Bayesian CART models for aggregate claim modeling

TL;DR

This paper introduces Bayesian CART models for aggregate insurance claims, including frequency-severity, sequential, and joint models, demonstrating their effectiveness through simulations and real data analysis.

Contribution

It develops a general BCART framework for multivariate responses and shows the advantages of sequential and joint models over traditional frequency-severity models.

Findings

Weibull distribution outperforms gamma and lognormal for claim severity.

Sequential and joint BCART models better capture dependence between claim frequency and severity.

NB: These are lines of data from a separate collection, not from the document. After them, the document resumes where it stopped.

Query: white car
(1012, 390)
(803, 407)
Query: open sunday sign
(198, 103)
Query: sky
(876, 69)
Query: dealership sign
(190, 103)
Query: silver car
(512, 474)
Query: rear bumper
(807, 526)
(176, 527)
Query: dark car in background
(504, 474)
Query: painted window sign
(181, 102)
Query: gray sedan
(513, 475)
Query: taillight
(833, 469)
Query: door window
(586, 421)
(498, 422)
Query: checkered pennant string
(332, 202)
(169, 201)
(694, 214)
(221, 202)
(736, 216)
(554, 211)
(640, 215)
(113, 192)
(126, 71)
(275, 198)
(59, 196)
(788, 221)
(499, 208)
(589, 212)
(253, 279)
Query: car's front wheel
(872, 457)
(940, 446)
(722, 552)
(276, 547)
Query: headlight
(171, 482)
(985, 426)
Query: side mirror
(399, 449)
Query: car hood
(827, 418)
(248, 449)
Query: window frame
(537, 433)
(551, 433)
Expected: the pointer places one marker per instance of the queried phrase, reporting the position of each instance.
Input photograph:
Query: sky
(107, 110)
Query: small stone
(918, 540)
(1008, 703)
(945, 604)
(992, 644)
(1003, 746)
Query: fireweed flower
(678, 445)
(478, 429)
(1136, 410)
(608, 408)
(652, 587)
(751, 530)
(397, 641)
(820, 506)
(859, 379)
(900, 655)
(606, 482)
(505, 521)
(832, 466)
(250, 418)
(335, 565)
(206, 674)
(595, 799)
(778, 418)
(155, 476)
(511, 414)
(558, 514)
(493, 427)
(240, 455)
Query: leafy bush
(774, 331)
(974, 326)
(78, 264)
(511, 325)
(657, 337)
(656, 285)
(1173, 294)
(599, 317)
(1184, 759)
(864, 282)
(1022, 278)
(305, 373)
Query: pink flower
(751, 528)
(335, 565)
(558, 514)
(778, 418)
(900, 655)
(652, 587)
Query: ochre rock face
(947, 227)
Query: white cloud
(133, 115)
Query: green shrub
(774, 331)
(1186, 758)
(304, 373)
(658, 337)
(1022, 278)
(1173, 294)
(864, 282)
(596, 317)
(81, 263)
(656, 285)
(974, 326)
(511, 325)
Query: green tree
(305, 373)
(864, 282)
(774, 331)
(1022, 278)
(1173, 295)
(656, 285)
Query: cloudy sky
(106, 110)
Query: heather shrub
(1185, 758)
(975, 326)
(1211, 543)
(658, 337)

Models show improved performance on simulated and real insurance data.

Abstract

This paper proposes three types of Bayesian CART (or BCART) models for aggregate claim amount, namely, frequency-severity models, sequential models and joint models. We propose a general framework for the BCART models applicable to data with multivariate responses, which is particularly useful for the joint BCART models with a bivariate response: the number of claims and aggregate claim amount. To facilitate frequency-severity modeling, we investigate BCART models for the right-skewed and heavy-tailed claim severity data by using various distributions. We discover that the Weibull distribution is superior to gamma and lognormal distributions, due to its ability to capture different tail characteristics in tree models. Additionally, we find that sequential BCART models and joint BCART models, which incorporate dependence between the number of claims and average severity, are beneficial and thus preferable to the frequency-severity BCART models in which independence is assumed. The effectiveness of these models' performance is illustrated by carefully designed simulations and real insurance data.